In his outstretched hand was a patch of frizzy hair but M'oh ignored him, he was staring in amazement at his scepter which now featured a dent the size and shape of a human head.
"I oughta moider you," muttered King M'oh, "now go get the maps before I change my mind."
Grumbling under his breath, Leh'ri got to his feet and headed for the supply dump, crossing paths with Khurl-ee who was returning with a burlap sack slung over his shoulder. He threw the sack on the fire, causing it to blaze magnificently and radiate great heat.
King M'oh held his palms to the fire and smiled, but he soon lost patience with Leh'ri who'd yet to return.
"Hey porcupine, what's taking so long?" he yelled.
"I can't find the maps," said Leh'ri.
M'oh made a face and was about to get up when a flash of color in the fire caught his eye. Leaning closer, he read "Baghdad and Its Southernmost Suburbs" on a piece of blue parchment, just moments before the fire consumed it.

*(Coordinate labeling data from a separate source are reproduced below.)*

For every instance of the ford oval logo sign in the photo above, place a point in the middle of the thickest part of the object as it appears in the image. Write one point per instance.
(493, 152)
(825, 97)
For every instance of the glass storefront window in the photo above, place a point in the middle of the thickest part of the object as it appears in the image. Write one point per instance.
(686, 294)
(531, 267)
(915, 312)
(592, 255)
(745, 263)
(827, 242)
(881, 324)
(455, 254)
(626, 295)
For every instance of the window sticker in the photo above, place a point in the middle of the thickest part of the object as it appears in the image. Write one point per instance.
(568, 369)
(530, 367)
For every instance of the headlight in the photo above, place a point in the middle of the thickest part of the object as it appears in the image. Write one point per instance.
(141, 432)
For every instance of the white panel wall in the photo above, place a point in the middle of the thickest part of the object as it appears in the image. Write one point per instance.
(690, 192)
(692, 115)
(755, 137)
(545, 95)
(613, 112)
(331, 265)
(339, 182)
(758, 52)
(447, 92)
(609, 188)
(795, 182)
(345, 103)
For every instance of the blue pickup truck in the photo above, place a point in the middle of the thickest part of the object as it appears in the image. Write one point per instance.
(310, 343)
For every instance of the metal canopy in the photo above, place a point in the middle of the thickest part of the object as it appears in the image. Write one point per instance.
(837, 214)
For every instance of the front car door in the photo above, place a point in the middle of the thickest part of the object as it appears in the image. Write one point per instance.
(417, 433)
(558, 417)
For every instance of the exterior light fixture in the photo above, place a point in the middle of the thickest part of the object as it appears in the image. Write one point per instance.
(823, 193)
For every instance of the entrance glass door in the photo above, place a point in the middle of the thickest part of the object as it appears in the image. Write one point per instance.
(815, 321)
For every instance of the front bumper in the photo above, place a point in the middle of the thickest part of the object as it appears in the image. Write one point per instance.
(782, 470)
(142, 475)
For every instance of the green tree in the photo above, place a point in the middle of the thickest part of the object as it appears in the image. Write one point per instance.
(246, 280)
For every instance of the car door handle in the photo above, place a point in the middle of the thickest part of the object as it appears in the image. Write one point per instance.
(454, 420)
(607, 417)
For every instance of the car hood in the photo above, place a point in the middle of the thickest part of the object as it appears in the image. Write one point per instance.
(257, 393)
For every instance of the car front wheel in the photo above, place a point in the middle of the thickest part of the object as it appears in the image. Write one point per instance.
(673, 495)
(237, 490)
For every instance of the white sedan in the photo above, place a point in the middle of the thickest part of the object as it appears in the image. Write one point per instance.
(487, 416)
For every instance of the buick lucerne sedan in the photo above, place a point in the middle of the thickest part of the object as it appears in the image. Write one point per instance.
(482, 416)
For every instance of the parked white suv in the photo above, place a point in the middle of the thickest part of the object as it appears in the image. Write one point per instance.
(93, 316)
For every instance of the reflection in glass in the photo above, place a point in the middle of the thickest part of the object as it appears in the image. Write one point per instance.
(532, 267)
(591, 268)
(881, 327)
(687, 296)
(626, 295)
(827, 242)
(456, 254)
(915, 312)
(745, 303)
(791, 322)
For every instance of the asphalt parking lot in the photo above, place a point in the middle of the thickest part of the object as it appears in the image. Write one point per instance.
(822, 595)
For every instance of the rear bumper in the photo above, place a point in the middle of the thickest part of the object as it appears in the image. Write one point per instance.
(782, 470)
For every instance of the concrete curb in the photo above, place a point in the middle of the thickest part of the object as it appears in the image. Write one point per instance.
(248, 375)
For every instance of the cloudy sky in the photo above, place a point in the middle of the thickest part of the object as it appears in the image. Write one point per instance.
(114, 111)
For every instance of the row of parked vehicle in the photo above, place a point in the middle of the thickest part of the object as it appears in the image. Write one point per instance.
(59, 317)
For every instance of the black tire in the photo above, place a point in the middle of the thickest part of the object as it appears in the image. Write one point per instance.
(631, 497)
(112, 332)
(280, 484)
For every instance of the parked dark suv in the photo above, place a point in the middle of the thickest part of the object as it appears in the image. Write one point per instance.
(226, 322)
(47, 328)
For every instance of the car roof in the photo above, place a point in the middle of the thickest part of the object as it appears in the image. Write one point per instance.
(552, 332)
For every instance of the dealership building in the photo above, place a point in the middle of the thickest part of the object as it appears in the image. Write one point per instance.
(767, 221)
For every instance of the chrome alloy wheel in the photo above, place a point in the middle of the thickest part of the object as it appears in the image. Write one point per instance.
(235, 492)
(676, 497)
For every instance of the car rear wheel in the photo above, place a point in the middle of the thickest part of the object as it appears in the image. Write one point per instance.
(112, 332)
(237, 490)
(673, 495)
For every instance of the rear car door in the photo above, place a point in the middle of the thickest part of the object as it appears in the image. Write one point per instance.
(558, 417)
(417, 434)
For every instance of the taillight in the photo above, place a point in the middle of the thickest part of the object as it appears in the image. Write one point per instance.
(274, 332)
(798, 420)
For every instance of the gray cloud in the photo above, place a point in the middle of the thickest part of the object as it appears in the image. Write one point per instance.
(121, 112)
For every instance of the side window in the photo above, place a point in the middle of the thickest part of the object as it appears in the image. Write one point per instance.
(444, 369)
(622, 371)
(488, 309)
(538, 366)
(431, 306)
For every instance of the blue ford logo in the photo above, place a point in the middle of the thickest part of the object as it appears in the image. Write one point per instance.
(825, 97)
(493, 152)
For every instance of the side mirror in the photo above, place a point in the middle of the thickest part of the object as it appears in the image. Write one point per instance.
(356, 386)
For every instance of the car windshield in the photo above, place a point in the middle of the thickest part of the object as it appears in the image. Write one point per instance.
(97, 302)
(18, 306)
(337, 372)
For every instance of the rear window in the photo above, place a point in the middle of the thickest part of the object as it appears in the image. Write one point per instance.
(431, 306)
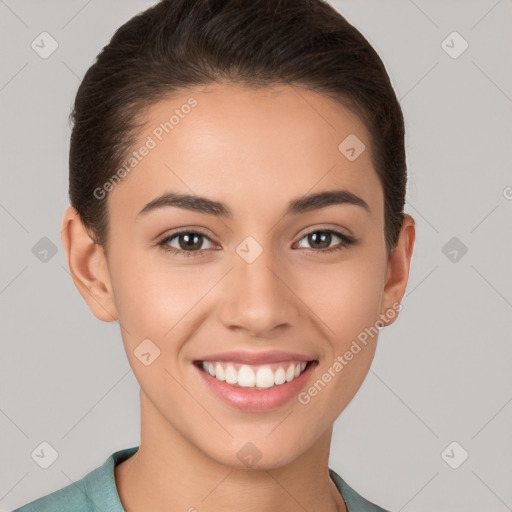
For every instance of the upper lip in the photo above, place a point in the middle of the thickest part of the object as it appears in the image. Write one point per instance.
(244, 357)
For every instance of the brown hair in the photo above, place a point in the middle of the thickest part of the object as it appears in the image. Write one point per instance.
(182, 43)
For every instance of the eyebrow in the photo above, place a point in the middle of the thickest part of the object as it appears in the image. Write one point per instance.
(295, 207)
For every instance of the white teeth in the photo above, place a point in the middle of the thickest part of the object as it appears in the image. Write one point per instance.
(248, 377)
(290, 373)
(231, 375)
(264, 378)
(219, 372)
(279, 376)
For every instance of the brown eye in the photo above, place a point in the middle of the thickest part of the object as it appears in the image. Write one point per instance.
(188, 243)
(321, 240)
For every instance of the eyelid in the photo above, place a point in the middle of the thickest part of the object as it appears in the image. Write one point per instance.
(345, 243)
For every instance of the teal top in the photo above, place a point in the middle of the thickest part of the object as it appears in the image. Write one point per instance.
(97, 492)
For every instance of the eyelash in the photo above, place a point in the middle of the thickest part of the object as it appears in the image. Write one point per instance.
(346, 242)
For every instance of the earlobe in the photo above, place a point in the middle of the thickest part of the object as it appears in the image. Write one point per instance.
(88, 266)
(398, 267)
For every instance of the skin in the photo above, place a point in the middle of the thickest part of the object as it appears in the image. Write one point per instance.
(255, 150)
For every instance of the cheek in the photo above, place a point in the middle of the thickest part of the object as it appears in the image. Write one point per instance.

M'oh sprang to his feet and started chasing Khurl-ee around the camp, King Khurl-ee howling, "No, M'oh, no!" and somehow managing to stay one step ahead of him. Suddenly, a stranger in flowing white robes appeared.
"Behold, I am the Angel Ian," he said, tossing back his long, blond hair, "and I shall lead you to thafety in Egypt."
"Oh good," said Khurl-ee, "I'd like to visit my mummy."
A punch in the stomach from M'oh doubled Khur-lee over, before a fist to the forehead straightened him up.
"Shaddup," growled M'oh, and to the angel, "Listen, pal, we're not going to Egypt, we're following a star that's gonna lead us to the Son of God."
"Hmm," said the angel, glancing at his watch and brushing back a stray lock of hair. "It theems I'm a little early."
Leh'ri, who'd been watching the entire proceedings, said, "An angel, huh? M'oh, you always said you were looking for an angel."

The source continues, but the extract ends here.